Re: [PATCH] srcu: Add detection of boot CPU srcu_data structure's->srcu_cblist

From: Paul E. McKenney
Date: Wed Nov 23 2022 - 14:05:05 EST


On Wed, Nov 23, 2022 at 02:01:50AM +0000, Zhang, Qiang1 wrote:
>
> >On Thu, Nov 17, 2022 at 07:20:50PM +0800, Zqiang wrote:
> > Before SRCU_SIZE_WAIT_CALL srcu_size_state is reached, the srcu
> > callback only insert to boot-CPU srcu_data structure's->srcu_cblist
> > and other CPU srcu_data structure's->srcu_cblist is always empty. so
> > before SRCU_SIZE_WAIT_CALL is reached, need to correctly check boot-CPU
> > pend cbs in srcu_might_be_idle().
> >
> > Signed-off-by: Zqiang <qiang1.zhang@xxxxxxxxx>
> > ---
> > kernel/rcu/srcutree.c | 7 +++++--
> > 1 file changed, 5 insertions(+), 2 deletions(-)
> >
> > diff --git a/kernel/rcu/srcutree.c b/kernel/rcu/srcutree.c
> > index 6af031200580..6d9af9901765 100644
> > --- a/kernel/rcu/srcutree.c
> > +++ b/kernel/rcu/srcutree.c
> > @@ -1098,8 +1098,11 @@ static bool srcu_might_be_idle(struct srcu_struct *ssp)
> > unsigned long tlast;
> >
> > check_init_srcu_struct(ssp);
> > - /* If the local srcu_data structure has callbacks, not idle. */
> > - sdp = raw_cpu_ptr(ssp->sda);
> > + /* If the boot CPU or local srcu_data structure has callbacks, not idle. */
> > + if (smp_load_acquire(&ssp->srcu_size_state) < SRCU_SIZE_WAIT_CALL)
> > + sdp = per_cpu_ptr(ssp->sda, get_boot_cpu_id());
> > + else
> > + sdp = raw_cpu_ptr(ssp->sda);
> >
>
> Hi Paul,
>
> For the convert_to_big default configuration(SRCU_SIZING_AUTO), I found that the srcu is in
> SRCU_SIZE_SMALL state most of the time in the system, I think this change is meaningful.
>
> Thoughts ?

You are right that this change might make srcu_might_be_idle() return a
more accurate value in the common case. As things are now, some other
CPU might just now have added a callback, but might not yet have started
that new grace period. In that case, we might expedite an SRCU grace
period when we would not have otherwise done so. However, this change
would also increase contention on the get_boot_cpu_id() CPU's srcu_data
structure's ->lock.

So the result of that inaccurate return value is that the first two SRCU
grace periods in a burst might be expedited instead of only the first one,
and even then only if we hit a very narrow race window.

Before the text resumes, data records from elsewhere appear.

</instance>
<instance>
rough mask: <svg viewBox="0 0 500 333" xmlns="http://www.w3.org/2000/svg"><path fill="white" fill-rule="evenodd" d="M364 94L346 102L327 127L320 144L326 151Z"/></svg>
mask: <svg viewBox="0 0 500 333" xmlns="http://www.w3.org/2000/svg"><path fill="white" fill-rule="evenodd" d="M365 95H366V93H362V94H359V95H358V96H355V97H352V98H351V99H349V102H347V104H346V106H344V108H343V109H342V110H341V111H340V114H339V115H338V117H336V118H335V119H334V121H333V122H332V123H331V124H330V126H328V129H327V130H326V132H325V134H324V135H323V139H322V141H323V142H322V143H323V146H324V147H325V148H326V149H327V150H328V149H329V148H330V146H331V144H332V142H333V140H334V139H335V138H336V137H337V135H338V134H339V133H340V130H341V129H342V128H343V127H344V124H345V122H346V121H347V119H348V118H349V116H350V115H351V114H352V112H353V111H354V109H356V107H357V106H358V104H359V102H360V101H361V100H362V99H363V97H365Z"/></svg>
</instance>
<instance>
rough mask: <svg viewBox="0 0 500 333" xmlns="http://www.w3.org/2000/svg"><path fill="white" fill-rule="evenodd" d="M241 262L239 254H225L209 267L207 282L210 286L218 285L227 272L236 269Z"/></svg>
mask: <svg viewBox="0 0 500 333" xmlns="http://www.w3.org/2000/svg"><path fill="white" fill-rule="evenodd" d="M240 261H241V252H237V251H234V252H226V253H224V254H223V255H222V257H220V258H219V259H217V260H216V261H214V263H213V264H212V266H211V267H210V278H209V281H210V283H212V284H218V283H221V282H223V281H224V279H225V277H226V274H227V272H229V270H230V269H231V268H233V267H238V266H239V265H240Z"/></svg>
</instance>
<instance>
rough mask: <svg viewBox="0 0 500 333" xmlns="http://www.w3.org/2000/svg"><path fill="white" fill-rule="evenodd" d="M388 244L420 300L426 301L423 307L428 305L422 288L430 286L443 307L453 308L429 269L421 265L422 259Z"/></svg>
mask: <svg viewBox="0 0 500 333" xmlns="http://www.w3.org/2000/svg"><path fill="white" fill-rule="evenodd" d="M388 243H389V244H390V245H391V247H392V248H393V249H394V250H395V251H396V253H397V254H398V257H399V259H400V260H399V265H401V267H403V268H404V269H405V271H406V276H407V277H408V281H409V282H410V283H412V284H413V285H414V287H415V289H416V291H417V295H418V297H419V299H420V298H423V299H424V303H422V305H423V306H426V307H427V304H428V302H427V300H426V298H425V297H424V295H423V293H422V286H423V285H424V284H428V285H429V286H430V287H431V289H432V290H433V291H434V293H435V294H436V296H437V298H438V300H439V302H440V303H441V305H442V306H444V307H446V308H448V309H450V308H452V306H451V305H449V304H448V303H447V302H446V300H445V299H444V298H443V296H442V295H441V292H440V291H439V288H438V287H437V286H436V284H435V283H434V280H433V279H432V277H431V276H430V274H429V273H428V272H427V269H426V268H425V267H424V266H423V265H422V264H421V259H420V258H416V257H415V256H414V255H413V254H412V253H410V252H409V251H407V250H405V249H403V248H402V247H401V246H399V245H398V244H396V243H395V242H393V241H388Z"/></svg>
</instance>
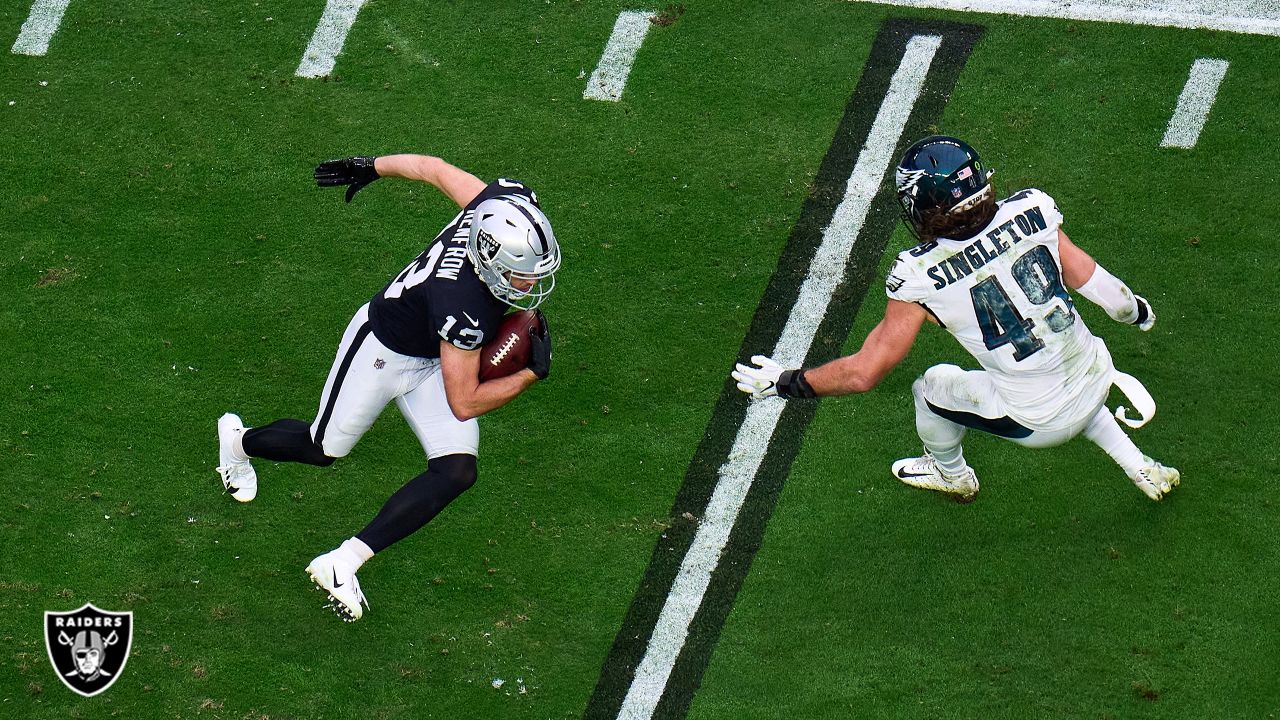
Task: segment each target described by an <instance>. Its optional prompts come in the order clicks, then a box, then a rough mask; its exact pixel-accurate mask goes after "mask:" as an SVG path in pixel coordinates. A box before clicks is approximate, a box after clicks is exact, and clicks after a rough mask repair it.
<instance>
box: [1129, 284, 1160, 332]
mask: <svg viewBox="0 0 1280 720" xmlns="http://www.w3.org/2000/svg"><path fill="white" fill-rule="evenodd" d="M1133 297H1134V300H1137V301H1138V307H1139V313H1140V311H1142V310H1140V309H1142V307H1143V306H1146V307H1147V319H1144V320H1143V322H1140V323H1134V324H1137V325H1138V329H1139V331H1142V332H1147V331H1149V329H1151V328H1152V327H1155V324H1156V311H1155V310H1152V309H1151V302H1147V299H1146V297H1143V296H1140V295H1138V293H1137V292H1135V293H1134V295H1133Z"/></svg>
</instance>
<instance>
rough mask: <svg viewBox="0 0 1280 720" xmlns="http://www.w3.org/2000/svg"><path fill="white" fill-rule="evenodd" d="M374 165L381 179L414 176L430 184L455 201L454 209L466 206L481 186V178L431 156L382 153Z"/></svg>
mask: <svg viewBox="0 0 1280 720" xmlns="http://www.w3.org/2000/svg"><path fill="white" fill-rule="evenodd" d="M374 167H375V168H376V170H378V174H379V176H381V177H384V178H406V179H416V181H421V182H425V183H429V184H434V186H435V187H438V188H439V190H440V192H443V193H444V195H448V196H449V199H451V200H453V201H454V202H457V204H458V208H466V206H467V204H468V202H471V201H472V200H475V197H476V195H480V191H481V190H484V188H485V182H484V181H483V179H480V178H477V177H475V176H472V174H471V173H468V172H466V170H463V169H462V168H458V167H457V165H453V164H449V163H445V161H444V160H442V159H439V158H435V156H433V155H383V156H381V158H378V160H376V161H375V165H374Z"/></svg>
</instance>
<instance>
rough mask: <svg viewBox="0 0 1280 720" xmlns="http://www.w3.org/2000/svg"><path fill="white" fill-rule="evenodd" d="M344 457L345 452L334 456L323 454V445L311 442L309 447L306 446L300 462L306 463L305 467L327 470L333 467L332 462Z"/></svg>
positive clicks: (317, 442)
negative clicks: (318, 468) (340, 454)
mask: <svg viewBox="0 0 1280 720" xmlns="http://www.w3.org/2000/svg"><path fill="white" fill-rule="evenodd" d="M346 455H347V454H346V452H343V454H342V455H337V454H335V455H329V454H328V452H325V448H324V445H323V443H319V442H312V443H311V445H308V446H307V448H306V451H305V457H302V461H303V462H306V464H307V465H316V466H319V468H328V466H329V465H333V462H334V460H337V459H339V457H343V456H346Z"/></svg>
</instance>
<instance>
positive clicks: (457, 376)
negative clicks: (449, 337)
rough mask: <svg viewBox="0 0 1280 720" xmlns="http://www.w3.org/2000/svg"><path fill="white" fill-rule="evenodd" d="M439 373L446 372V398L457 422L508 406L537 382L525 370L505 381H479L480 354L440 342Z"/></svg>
mask: <svg viewBox="0 0 1280 720" xmlns="http://www.w3.org/2000/svg"><path fill="white" fill-rule="evenodd" d="M440 372H442V373H444V396H445V398H447V400H448V402H449V410H453V415H454V416H456V418H457V419H458V420H470V419H471V418H479V416H480V415H484V414H485V413H488V411H490V410H497V409H498V407H502V406H503V405H506V404H508V402H511V401H512V398H515V397H516V396H517V395H520V393H521V392H525V389H526V388H529V386H531V384H534V383H535V382H538V375H536V374H534V370H531V369H529V368H526V369H524V370H520V372H517V373H513V374H511V375H507V377H504V378H495V379H492V380H489V382H485V383H481V382H480V351H479V350H461V348H458V347H457V346H454V345H453V343H451V342H449V341H444V340H442V341H440Z"/></svg>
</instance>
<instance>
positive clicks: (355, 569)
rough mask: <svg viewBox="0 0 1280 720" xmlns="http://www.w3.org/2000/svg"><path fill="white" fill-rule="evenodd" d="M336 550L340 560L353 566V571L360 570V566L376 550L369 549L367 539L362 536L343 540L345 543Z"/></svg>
mask: <svg viewBox="0 0 1280 720" xmlns="http://www.w3.org/2000/svg"><path fill="white" fill-rule="evenodd" d="M334 552H335V553H338V559H339V560H342V561H343V562H346V564H347V565H349V566H351V571H352V573H355V571H356V570H360V566H361V565H364V564H365V561H366V560H369V559H370V557H372V556H374V551H372V550H369V546H367V544H365V541H362V539H360V538H348V539H346V541H343V543H342V544H340V546H338V550H335V551H334Z"/></svg>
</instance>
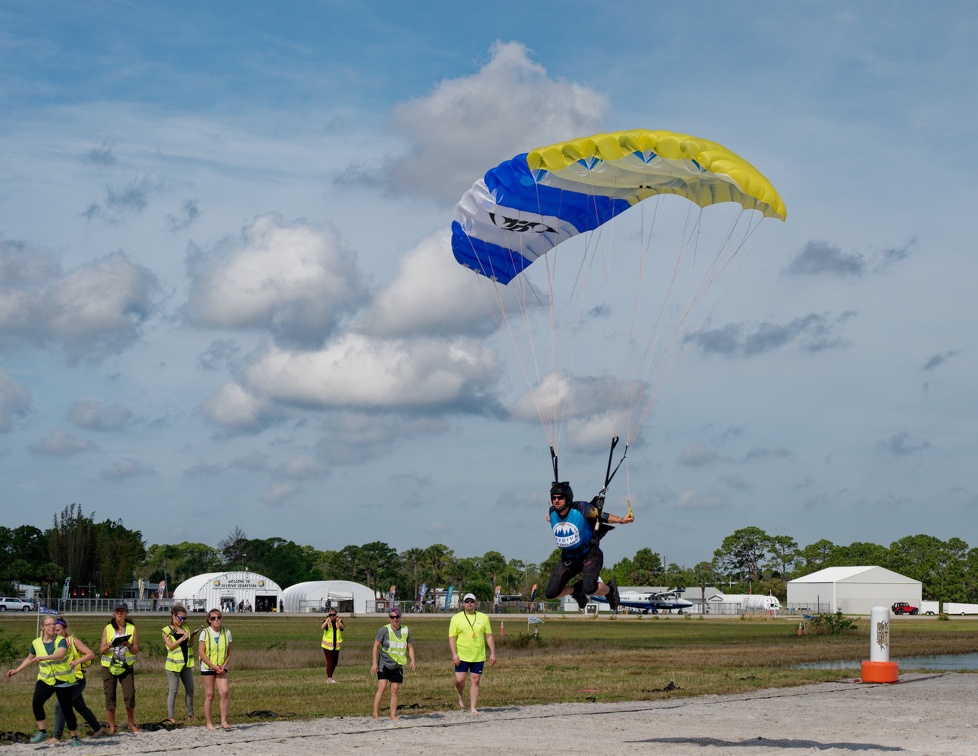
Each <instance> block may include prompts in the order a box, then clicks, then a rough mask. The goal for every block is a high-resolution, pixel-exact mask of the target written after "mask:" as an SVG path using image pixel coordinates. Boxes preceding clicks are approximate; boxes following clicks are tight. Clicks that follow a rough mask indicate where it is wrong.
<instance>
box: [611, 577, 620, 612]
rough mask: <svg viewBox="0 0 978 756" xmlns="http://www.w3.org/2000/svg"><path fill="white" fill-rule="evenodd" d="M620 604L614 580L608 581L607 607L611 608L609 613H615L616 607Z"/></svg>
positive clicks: (617, 584) (617, 585)
mask: <svg viewBox="0 0 978 756" xmlns="http://www.w3.org/2000/svg"><path fill="white" fill-rule="evenodd" d="M620 603H621V598H620V597H619V596H618V583H616V582H615V581H614V580H609V581H608V606H610V607H611V611H613V612H617V611H618V605H619V604H620Z"/></svg>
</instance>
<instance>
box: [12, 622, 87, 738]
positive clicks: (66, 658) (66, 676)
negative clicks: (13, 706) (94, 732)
mask: <svg viewBox="0 0 978 756" xmlns="http://www.w3.org/2000/svg"><path fill="white" fill-rule="evenodd" d="M34 662H37V682H36V683H35V684H34V699H33V700H32V701H31V705H32V707H33V708H34V719H35V720H37V732H36V733H34V737H32V738H31V742H32V743H43V742H44V741H45V740H48V730H47V717H46V716H45V714H44V704H45V703H47V701H48V699H49V698H51V696H52V695H54V696H57V697H58V702H59V703H60V704H61V710H62V711H63V712H64V713H65V721H66V722H67V723H68V732H70V733H71V742H72V745H81V741H80V740H79V739H78V732H77V731H76V727H77V725H78V722H77V720H76V719H75V710H74V709H72V708H71V698H72V695H73V694H74V690H75V673H74V671H73V670H72V669H71V661H70V657H69V653H68V642H67V641H66V640H65V639H64V638H62V637H61V636H60V635H58V634H57V633H56V632H55V631H54V617H45V618H44V619H43V620H42V621H41V635H40V636H39V637H37V638H35V639H34V641H33V642H32V643H31V649H30V651H29V652H28V654H27V656H26V657H25V658H24V661H22V662H21V663H20V664H19V665H18V666H17V667H16V668H15V669H11V670H8V671H7V678H8V679H9V678H11V677H13V676H14V675H16V674H18V673H19V672H20V671H22V670H23V669H26V668H27V667H29V666H30V665H31V664H33V663H34Z"/></svg>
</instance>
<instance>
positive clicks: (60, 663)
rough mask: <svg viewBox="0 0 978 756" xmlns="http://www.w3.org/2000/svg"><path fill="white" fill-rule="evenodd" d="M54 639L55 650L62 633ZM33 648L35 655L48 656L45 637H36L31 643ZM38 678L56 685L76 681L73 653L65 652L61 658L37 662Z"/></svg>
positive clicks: (69, 682) (51, 684)
mask: <svg viewBox="0 0 978 756" xmlns="http://www.w3.org/2000/svg"><path fill="white" fill-rule="evenodd" d="M54 637H55V639H56V640H55V641H54V650H55V651H57V650H58V641H59V640H61V636H60V635H56V636H54ZM31 648H32V649H33V650H34V656H36V657H38V658H40V657H41V656H48V655H49V654H48V650H47V649H46V648H45V647H44V640H43V638H35V639H34V641H33V643H31ZM37 679H38V680H40V681H41V682H43V683H46V684H47V685H51V686H53V685H56V684H57V683H64V682H68V683H74V682H75V673H74V672H72V670H71V654H70V652H69V653H67V654H65V655H64V656H63V657H62V658H61V659H47V660H45V661H39V662H38V663H37Z"/></svg>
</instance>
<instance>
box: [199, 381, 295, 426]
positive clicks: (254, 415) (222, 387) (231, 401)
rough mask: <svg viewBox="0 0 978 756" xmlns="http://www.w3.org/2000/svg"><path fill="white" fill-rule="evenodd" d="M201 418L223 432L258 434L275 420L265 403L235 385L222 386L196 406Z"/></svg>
mask: <svg viewBox="0 0 978 756" xmlns="http://www.w3.org/2000/svg"><path fill="white" fill-rule="evenodd" d="M200 411H201V413H202V414H203V415H204V417H205V418H206V419H207V420H208V421H210V422H211V423H213V424H214V425H217V426H219V427H221V428H224V429H225V430H232V431H258V430H261V429H263V428H265V427H266V426H268V425H270V424H271V423H272V422H274V421H275V420H276V419H278V412H276V411H275V410H274V408H273V407H271V406H270V405H269V403H268V402H266V401H264V400H262V399H260V398H259V397H257V396H255V395H254V394H252V393H250V392H248V391H247V390H246V389H244V388H242V387H241V386H239V385H238V384H236V383H226V384H224V385H223V386H221V388H219V389H218V390H217V391H215V392H214V393H213V394H211V395H210V396H209V397H207V399H205V400H204V401H203V402H202V403H201V406H200Z"/></svg>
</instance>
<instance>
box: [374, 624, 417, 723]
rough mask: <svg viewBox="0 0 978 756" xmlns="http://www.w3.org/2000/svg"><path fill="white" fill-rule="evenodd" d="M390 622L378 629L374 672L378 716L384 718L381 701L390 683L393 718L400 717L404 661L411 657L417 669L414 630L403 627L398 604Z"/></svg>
mask: <svg viewBox="0 0 978 756" xmlns="http://www.w3.org/2000/svg"><path fill="white" fill-rule="evenodd" d="M387 618H388V619H389V620H390V622H389V623H388V624H386V625H384V626H383V627H382V628H380V630H378V631H377V636H376V637H375V638H374V657H373V665H372V666H371V667H370V672H371V674H375V675H377V695H375V696H374V719H380V702H381V700H382V699H383V697H384V691H385V690H387V685H388V683H390V687H391V719H397V694H398V691H399V690H400V687H401V683H402V682H404V665H405V664H407V663H408V659H410V660H411V662H410V663H411V671H412V672H413V671H414V646H413V645H412V643H411V631H410V630H408V629H407V628H406V627H401V610H400V609H397V608H396V607H395V608H393V609H391V610H390V613H389V614H388V615H387Z"/></svg>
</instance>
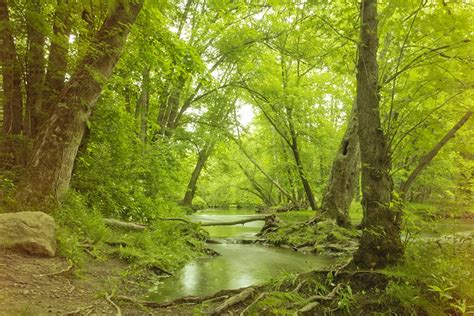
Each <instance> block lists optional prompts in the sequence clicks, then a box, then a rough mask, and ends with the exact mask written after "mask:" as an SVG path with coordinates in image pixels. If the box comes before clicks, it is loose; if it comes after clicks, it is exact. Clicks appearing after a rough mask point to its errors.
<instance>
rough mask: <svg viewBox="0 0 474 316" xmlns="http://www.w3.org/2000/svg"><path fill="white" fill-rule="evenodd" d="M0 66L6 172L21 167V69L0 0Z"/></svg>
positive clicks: (21, 119) (3, 140) (22, 102)
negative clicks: (0, 67)
mask: <svg viewBox="0 0 474 316" xmlns="http://www.w3.org/2000/svg"><path fill="white" fill-rule="evenodd" d="M0 63H1V66H2V85H3V137H2V139H1V141H0V152H1V159H0V167H1V168H2V169H3V168H6V169H10V168H12V167H15V166H20V165H24V164H25V157H26V155H25V144H24V143H23V141H22V139H21V138H19V137H18V136H19V135H21V132H22V117H23V115H22V111H23V96H22V91H21V85H22V65H21V64H20V61H19V59H18V56H17V52H16V47H15V41H14V38H13V31H12V25H11V23H10V17H9V13H8V5H7V1H6V0H0Z"/></svg>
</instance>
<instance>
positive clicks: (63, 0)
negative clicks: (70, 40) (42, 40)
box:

Besides, this same thing can happen if two CPUs do synchronize_srcu()
at the same time after a long-enough pause between grace periods.
Both see no callbacks, so both ask for an expedited grace period.
So again, the first two grace periods are expedited.

As a result, I am having a very hard time justifying the increased
lock contention.

Am I missing something here?

Thanx, Paul

> Thanks
> Zqiang
>
>
> >While at it if someone is interested in documenting/commenting on the meaning of
> >all these SRCU_SIZE_* things, it would be much appreciated!
> >
> >In the initial stage(SRCU_SIZE_SMALL), there is no srcu_node structures, only initialized
> >per-CPU srcu_data structures, at this time, we only use boot-cpu srcu_data structures's ->srcu_cblist
> >to store srcu callbacks.
> >if the contention of srcu_struct and srcu_data structure's->lock become busy,
> >transition to SRCU_SIZE_ALLOC. allocated memory for srcu_node structure at end of the SRCU
> >grace period.
> >if allocated success, transition to SRCU_SIZE_WAIT_BARRIER, in this state, invoke
> >srcu_barrier() will iterate over all possible CPUs, but we still only use boot-CPU srcu_cblist to store callbacks.
> >the task calling call_srcu() may have access to a new srcu_node structure or may not,
> >because call_srcu() is protected by SRCU, we may not transition to SRCU_SIZE_WAIT_CALL quickly,
> >need to wait in this state for a SRCU grace period to end.
> >After transition to SRCU_SIZE_WAIT_CALL, we enqueue srcu callbacks to own srcu_data structures's ->srcu_cblist.
> >
> >Does my description make my commit more detailed?
> >
> >Thanks
> >Zqiang
> >
> >
>
>
> >
> >Thanks.
> >
> > spin_lock_irqsave_rcu_node(sdp, flags);
> > if (rcu_segcblist_pend_cbs(&sdp->srcu_cblist)) {
> > spin_unlock_irqrestore_rcu_node(sdp, flags);
> > --
> > 2.25.1
> >